Tuesday, 27 March 2012

The Living Word

We humans often ask a simple question of the events or subjects that confront us, "what does this mean?" Recently however, I have been challenged to ask of the world not, "what does this mean" but "what does this do/how does this function?" The idea to shift the question that I was asking originated from my theology prof on the question of tongues, but since then I have been exploring the implications of that question in art, and most recently, scripture reading.

So often we approach Scripture as though it were the object, and we, the subject acting upon it. This has led humanity down both the roads of fundamentalism and higher criticism. The driving force behind both of these movements was an inability to let Scripture act upon us; we had to tame the Scriptures, to understand them, to mine them for scientific knowledge. We treated Scripture as a dead text, something that pointed us towards God, but not a way in which we might actually encounter God.

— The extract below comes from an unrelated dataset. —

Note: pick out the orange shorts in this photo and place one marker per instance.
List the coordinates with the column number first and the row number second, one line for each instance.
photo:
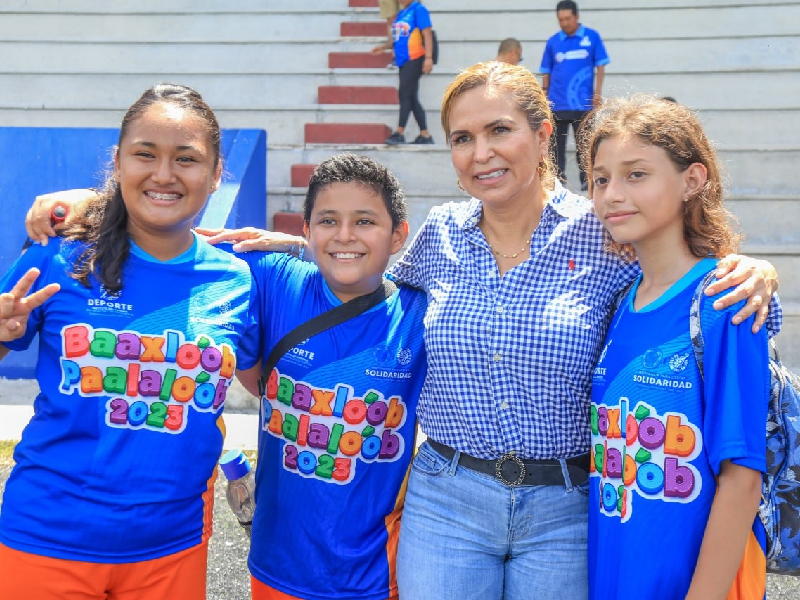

The gospel of John refers to Jesus as being the Word, the Word become flesh in fact. The incarnation is that messy occasion where we are confronted by God and are forced to majorly deconstruct some of our ideas about the way the world is. An encounter with God shakes us in a way that leaves us forever changed. What would happen, if we read the Scriptures looking to actually encounter the living Word, not just learn about him? Try letting the text do something to you, allow it to transform you instead of obsessing over the insane question, "What does it all mean?" After a couple thousand years, we still don't really know, but we do know that Scripture does something to us, and that, I think, is something to cling to.